Irene K. Kim, MD, surgical director of kidney transplantation

“It’s devastating,” says Irene K. Kim, MD, surgical director of Kidney Transplantation at Cedars-Sinai. “Imagine you’re told you have kidney failure and that there is a cure for it: a transplant. Great. But then you’re told you will probably have to wait 8 to 10 years before you get your new kidney. It’s so hard.”

The number of donors and transplants performed in the U.S. are at an all-time high, according to UNOS. But nearly 114,000 people are currently on the waiting list for a life-saving transplant and on average 20 people die each day waiting for a donor.

Galan emailed Halsey repeatedly, even though Galen's B+ blood type was incompatible with Halsey's AB+ type. Undeterred, Galan convinced her that Cedars-Sinai could overcome that obstacle and Halsey began the initial testing and screening in Kentucky.

ABO blood type incompatibility used to be a deal breaker for transplant patients looking for a match. But those patients can benefit from drug protocols developed to tame a recipient’s immune system armed with super vigilant antibodies so they would not reject a donor organ.

Transplant researchers at Cedars-Sinai - led by Stanley C. Jordan, MD -- have been at the forefront of developing those new therapies to reduce antibodies and enable physicians to better match donors and recipients.

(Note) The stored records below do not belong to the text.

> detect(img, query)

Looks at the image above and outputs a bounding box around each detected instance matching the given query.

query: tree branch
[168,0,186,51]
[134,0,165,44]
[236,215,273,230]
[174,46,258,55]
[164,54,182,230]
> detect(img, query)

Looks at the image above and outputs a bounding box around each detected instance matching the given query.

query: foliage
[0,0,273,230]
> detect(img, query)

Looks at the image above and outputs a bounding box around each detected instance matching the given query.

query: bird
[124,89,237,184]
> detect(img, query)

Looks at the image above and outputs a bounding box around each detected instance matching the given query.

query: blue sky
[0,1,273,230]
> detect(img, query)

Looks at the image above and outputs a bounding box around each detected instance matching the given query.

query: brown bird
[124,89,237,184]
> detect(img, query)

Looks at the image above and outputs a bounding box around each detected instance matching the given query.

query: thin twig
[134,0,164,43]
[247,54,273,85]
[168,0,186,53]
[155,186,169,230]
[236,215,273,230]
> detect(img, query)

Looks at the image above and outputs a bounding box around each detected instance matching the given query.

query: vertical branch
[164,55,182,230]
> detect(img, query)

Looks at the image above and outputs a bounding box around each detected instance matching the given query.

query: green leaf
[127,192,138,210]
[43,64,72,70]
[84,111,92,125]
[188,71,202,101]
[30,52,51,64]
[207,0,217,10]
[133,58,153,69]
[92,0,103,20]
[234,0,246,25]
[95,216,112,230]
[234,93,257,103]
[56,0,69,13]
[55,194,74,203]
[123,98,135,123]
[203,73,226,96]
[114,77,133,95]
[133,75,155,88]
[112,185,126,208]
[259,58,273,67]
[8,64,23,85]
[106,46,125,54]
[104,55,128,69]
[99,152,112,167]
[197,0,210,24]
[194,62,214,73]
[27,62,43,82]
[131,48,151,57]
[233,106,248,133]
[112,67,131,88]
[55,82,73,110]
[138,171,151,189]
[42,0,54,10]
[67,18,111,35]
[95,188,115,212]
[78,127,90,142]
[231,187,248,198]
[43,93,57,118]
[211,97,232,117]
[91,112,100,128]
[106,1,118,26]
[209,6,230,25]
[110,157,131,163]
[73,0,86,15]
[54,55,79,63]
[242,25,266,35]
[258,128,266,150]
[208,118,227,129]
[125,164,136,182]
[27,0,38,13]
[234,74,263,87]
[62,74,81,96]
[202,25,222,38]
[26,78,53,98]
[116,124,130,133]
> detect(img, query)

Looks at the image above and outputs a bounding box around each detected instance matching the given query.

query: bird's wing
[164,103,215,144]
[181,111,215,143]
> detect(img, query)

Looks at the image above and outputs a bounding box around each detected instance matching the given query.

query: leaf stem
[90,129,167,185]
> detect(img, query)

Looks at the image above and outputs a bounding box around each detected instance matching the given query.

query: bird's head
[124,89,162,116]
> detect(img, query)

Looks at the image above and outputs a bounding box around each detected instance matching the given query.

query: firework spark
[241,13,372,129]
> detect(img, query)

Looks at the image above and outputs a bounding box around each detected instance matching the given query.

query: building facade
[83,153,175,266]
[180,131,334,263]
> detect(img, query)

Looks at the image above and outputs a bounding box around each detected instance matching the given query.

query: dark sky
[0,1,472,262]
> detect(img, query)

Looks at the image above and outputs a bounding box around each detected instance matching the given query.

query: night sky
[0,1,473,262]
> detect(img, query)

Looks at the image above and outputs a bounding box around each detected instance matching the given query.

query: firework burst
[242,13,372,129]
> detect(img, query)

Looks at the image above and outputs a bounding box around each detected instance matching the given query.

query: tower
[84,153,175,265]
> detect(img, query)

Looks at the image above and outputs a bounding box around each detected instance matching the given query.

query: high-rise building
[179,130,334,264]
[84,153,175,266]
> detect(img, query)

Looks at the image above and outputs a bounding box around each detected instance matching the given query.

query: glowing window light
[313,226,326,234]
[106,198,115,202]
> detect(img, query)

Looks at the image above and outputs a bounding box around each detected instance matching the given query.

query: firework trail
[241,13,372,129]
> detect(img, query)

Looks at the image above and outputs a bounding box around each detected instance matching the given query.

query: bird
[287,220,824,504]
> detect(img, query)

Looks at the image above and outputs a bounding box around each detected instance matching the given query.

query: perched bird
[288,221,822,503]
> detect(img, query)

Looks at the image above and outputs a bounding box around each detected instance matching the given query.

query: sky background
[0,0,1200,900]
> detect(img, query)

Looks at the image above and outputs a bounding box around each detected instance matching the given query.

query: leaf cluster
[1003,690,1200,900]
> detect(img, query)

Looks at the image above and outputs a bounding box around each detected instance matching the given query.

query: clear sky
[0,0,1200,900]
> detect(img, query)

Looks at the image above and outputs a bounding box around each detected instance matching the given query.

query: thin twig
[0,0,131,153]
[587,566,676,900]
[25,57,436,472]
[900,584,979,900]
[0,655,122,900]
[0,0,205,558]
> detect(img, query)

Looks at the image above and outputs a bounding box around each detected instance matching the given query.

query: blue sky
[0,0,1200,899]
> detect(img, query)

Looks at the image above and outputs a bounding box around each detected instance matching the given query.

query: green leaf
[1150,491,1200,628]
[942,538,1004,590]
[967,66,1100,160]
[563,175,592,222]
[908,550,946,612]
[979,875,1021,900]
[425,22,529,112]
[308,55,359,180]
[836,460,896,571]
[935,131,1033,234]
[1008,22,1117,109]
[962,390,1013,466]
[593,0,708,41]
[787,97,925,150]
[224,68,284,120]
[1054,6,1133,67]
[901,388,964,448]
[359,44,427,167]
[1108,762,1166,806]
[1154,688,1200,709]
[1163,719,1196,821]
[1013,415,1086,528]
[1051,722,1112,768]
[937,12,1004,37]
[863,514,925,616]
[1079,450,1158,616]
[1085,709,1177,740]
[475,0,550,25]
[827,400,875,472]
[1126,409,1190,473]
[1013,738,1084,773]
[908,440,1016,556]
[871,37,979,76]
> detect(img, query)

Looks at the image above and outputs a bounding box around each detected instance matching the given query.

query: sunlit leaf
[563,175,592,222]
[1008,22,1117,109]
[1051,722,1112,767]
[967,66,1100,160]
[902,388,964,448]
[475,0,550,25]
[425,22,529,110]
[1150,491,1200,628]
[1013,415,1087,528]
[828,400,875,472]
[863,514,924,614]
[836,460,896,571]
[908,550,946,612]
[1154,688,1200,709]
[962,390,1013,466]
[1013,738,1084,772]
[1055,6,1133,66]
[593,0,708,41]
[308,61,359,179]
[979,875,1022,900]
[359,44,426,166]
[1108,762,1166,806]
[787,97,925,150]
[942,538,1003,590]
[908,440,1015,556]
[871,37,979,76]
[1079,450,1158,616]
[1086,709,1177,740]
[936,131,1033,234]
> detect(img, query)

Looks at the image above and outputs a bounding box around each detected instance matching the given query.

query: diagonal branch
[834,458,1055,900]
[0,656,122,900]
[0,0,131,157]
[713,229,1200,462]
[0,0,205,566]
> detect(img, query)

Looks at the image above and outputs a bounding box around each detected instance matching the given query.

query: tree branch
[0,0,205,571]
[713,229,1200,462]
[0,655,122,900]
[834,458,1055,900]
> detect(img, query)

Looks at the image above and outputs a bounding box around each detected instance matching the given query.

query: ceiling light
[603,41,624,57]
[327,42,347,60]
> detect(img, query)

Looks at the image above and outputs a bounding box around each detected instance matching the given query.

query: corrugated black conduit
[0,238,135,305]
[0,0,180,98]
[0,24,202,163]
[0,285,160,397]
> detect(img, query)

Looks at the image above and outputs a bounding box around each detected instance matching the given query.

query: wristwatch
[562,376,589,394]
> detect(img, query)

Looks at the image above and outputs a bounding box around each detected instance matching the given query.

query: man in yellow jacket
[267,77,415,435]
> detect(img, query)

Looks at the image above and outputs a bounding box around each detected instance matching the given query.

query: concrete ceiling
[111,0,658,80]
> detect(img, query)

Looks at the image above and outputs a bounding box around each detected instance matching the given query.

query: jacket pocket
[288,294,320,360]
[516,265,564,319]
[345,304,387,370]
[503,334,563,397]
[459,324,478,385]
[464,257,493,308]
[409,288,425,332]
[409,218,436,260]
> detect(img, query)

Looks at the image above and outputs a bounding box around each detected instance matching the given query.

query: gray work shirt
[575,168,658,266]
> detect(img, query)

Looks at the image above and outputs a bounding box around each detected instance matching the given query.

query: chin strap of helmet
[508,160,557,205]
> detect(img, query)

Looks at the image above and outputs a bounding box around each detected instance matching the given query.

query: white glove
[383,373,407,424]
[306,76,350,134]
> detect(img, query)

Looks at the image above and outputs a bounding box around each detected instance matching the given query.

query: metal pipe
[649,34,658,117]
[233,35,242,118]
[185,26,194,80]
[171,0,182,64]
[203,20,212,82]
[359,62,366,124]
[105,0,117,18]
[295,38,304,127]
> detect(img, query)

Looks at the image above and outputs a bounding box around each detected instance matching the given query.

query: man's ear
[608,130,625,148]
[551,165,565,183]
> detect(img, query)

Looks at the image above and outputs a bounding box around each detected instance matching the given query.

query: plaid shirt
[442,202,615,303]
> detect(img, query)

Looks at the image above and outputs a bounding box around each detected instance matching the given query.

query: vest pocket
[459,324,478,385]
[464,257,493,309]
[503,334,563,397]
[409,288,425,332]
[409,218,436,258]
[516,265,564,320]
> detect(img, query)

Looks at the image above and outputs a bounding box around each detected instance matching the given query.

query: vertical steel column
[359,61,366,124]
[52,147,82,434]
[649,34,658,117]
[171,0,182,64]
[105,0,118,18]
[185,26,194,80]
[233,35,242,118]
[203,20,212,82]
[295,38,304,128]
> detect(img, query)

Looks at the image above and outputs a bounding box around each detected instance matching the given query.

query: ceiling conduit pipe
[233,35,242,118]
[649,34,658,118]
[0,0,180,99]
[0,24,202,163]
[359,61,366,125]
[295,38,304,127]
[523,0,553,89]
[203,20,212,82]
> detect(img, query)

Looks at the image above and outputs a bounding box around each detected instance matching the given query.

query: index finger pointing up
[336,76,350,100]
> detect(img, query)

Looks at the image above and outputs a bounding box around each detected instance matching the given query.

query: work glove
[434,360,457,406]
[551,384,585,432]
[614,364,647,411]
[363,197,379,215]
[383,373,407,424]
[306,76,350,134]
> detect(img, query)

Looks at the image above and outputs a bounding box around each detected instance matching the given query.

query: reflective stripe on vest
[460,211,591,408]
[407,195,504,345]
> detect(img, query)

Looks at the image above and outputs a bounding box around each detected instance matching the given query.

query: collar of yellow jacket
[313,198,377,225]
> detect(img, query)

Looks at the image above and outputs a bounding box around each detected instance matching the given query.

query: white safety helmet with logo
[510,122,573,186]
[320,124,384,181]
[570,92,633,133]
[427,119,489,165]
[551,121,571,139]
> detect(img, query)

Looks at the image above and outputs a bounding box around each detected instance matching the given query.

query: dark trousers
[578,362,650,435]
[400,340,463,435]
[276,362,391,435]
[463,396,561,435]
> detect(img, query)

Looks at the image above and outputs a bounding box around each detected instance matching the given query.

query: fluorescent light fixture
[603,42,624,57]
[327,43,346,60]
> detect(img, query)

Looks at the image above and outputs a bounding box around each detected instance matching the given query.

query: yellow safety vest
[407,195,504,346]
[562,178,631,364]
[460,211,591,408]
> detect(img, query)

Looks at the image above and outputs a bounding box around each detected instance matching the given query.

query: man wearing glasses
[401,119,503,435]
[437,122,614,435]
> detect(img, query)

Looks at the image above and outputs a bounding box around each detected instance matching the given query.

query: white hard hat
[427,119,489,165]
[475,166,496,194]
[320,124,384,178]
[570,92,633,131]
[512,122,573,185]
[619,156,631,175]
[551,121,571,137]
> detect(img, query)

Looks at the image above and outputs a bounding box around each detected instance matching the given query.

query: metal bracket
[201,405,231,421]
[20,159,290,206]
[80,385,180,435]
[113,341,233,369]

“We found the desensitization protocols that were developed to help a donated organ survive an antibody attack also worked for these patients, making them more compatible with their donors no matter their blood type,” says Jordan, medical director of the Kidney Transplant Program and the Human Leukocyte Antigen and Transplant Immunology Laboratory.

On January 22nd of this year, Beth Halsey’s kidney was successfully transplanted in Christin Galan at Cedars-Sinai. Both women are doing well and back at their respective homes in New York and Kentucky, with plans to see each other again later this year.

“It was life changing. I have so much energy now. A working kidney makes a huge difference,” said Galan, 56, whose husband, parents and sister have gotten to know Halsey very well. “Beth and I are like sisters now, we talk all the time; she is my family and I am beyond grateful.”

Halsey, 50, who has lost both of her parents and a sister, says her entire life has been enriched by being an organ donor.

“It’s a gift I did not expect. I lost an organ and gained a whole new family,” she said. “I set out on this journey to try and bless someone, and I am more blessed; I have gained so much.”